I don't think you can simply replace the plastic. You'll want to replace the LNB assembly because the elements will wreck it.


----------



## ebmsjml (Apr 7, 2010)

njohn2121 said:


> I have a Slimline dish with 3 LNB's. While wiping the snow off of it this winter, I shoved my elbow through one of the white covers on the LNB's. It looks like a simple white piece of plastic that I can snap on/off. But where can I pick up a new one?
> 
> Everything still works perfectly, but I imagine being exposed to the elements can't be good on the interior of the equipment.
> 
> I've searched older forums, and haven't found quite the same question. If I have created a duplicate, I apologize. Thanks for your help!


for the time being get the end of a plastic cup & tape it on ... or just put tape over it ... you will need to get an old lnb & get the cover ...


----------



## Flugelman (Nov 20, 2007)

I have an old Slimline 3 llb assembly with a bad lnb. It's yours if you want to pay shipping. I'll look at it tomorrow to see how easy the cover is to take off.

PM me.


----------



## P Smith (Jul 25, 2002)

Or buy a prophylactic of bigger size at Rx counter - put on the feed-horn, it will protect it for while.


----------



## Fabuloso (Jun 14, 2009)

as a technician trust me its not worth trying to replace a cap just replace the LNB or wait till it starts to go bad and get a service call. if you hit it hard enough with your elbow to break the cover you probably need the dish realigned anyway


----------



## ndole (Aug 26, 2009)

Nope. It's glued on. They're not replaceable.
Even if you could cut a cover off of another LNB and glue it to yours, it's a probable source of failure for moisture migrating into the rest of your LNB. In which case you'd need a new one anyhow! :lol:


----------



## njohn2121 (Mar 25, 2010)

Thanks for all your input guys! I think its kind of dumb that there isn't a way to just replace the simple cap, but I'm sure you all know what you are talking about!

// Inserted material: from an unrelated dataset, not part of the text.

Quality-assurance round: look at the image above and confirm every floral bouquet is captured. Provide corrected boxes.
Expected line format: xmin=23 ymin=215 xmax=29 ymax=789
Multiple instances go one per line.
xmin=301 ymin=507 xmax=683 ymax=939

As far as knocking the dish out of alignment, that definately didn't happen! As an engineer (structural) myself, I made for sure that the dish isn't going anywhere. With the dish mounted so low, I wanted to make sure a kid could hang on the thing and not effect its operation.

I have attached a picture just in case someone would have any other ideas. Again, I appriciate the feedback.


----------



## Sim-X (Sep 24, 2009)

prob just get a new lnb - a quick eBay search

http://cgi.ebay.com/ws/eBayISAPI.dll?ViewItem&item=320518704007

pretty cheap - if you replace the plastic and it doesn't hold up you have 2 get a new lnb anyway.


----------



## jdspencer (Nov 8, 2003)

If you don't need the 110 and 119 sats, then get the 3LNB (that's the one you busted) for just 99, 101, and 103.


----------



## ebmsjml (Apr 7, 2010)

njohn2121 said:


> Thanks for all your input guys! I think its kind of dumb that there isn't a way to just replace the simple cap, but I'm sure you all know what you are talking about!
> 
> As far as knocking the dish out of alignment, that definately didn't happen! As an engineer (structural) myself, I made for sure that the dish isn't going anywhere. With the dish mounted so low, I wanted to make sure a kid could hang on the thing and not effect its operation.
> 
> I have attached a picture just in case someone would have any other ideas. Again, I appriciate the feedback.


i have replaced those before ... it will pry off ... be careful ... it has a rubber gasket or "O" ring around the throat... be sure it stays on it ... it would be best to remove the lnb before trying to work on it ...it snaps on ... very tightly ...it is fraigle ... be verry careful ...


----------



## matt (Jan 12, 2010)

Those white caps are so thin! They break just looking at them.


----------



## P Smith (Jul 25, 2002)

Why not use cndom ?


----------